As I recall, the Newfoundland and Labrador Employers’ Council, the St. John’s Board of Trade and the provincial chapter of the Canadian Federation of Independent Businesses could hardly contain themselves when Danny Williams announced plans for the province to independently develop Muskrat Falls. They then cheered vociferously when it was sanctioned by Kathy Dunderdale.

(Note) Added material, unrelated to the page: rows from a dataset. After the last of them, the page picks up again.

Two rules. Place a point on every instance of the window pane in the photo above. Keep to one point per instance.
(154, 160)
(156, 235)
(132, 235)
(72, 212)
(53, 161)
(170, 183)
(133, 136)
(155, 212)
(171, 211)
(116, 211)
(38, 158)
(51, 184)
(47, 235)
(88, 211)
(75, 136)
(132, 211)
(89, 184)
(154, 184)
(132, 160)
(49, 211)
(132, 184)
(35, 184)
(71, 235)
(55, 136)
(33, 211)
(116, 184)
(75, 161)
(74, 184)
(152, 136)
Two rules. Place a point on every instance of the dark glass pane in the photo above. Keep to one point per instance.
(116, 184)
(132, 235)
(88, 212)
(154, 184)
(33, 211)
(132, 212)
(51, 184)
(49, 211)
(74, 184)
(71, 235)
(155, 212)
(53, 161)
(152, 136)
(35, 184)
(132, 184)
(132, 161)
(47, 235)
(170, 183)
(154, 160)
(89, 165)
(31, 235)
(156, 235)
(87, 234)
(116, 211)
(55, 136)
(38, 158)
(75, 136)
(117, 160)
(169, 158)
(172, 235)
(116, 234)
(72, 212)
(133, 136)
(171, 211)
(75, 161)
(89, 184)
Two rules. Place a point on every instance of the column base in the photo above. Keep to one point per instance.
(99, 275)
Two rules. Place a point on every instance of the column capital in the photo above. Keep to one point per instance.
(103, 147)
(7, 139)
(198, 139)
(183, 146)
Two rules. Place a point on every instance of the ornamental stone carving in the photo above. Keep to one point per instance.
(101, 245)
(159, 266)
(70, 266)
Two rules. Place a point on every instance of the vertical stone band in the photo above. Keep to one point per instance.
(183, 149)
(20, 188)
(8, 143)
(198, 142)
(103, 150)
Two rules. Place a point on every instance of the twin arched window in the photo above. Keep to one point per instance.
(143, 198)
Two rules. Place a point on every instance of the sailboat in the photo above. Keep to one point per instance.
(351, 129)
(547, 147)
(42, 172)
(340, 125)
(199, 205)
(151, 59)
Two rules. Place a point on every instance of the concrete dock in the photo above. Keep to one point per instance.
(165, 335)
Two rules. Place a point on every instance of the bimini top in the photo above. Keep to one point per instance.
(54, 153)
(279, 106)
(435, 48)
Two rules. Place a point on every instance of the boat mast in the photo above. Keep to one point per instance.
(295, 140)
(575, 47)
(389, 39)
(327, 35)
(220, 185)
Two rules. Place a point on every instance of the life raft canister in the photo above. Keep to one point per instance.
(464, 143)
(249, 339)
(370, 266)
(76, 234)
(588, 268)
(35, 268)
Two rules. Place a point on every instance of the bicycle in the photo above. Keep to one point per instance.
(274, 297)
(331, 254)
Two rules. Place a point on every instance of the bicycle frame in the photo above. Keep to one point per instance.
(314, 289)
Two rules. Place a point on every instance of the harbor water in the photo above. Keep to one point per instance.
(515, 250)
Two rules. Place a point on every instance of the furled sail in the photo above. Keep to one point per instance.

As cheerleaders and benefactors of Muskrat Falls, these groups bear a major responsibility for our financial state . Again — what is it that they are prepared to do? Here are a few suggestions.
Could it be that they foresaw that much of the $2 billion per year for the last six years that was being spent would seep past the dam and eventually trickle down to their greedy pockets? Be assured, no premier nor political party could undertake a development of this magnitude without the full blessing of the business community.
As cheerleaders and benefactors of Muskrat Falls, these groups bear a major responsibility for our financial state. Again — what is it that they are prepared to do? Here are a few suggestions.
A growing number of seniors who, if they choose to buy their prescribed medications, are forced to go to food banks. Instead of heating their homes, they hang out at malls until closing time. To avoid your valued employees from having to face these situations in their last years, consider starting a modest pension fund. The number of subsidies required for seniors such as dental care, health cards, heating supplements, etc. would be drastically reduced, and thereby cut our government’s expense.
The numbers regularly attending the Gathering Place, various food banks and homeless shelters increasingly include those who are employed but are still unable to live paycheque to paycheque. Sadly, schools are reporting that they are steadily seeing more of those workers’ children coming to depend on school-run breakfasts and/or lunches to provide their daily nutrients. You could consider paying a living wage to your employees. This would not only decrease the government spending on subsidies for the working poor, but actually decrease unemployment and provide a pool of workers to your businesses, because potential employees would no longer have to fear starvation wages by moving to St. John’s. In addition, more workers mean more taxes, which mean a decrease in the provincial deficit. As a side benefit, since women hold 70 per cent of low-wage jobs, you would greatly lower the gender wage gap.
Do I really expect the members of these lobby groups to actually take these steps back from the fiscal cliff? Not on your life. But then again perhaps some union — maybe even NAPE — will help organize the working poor to join its ranks.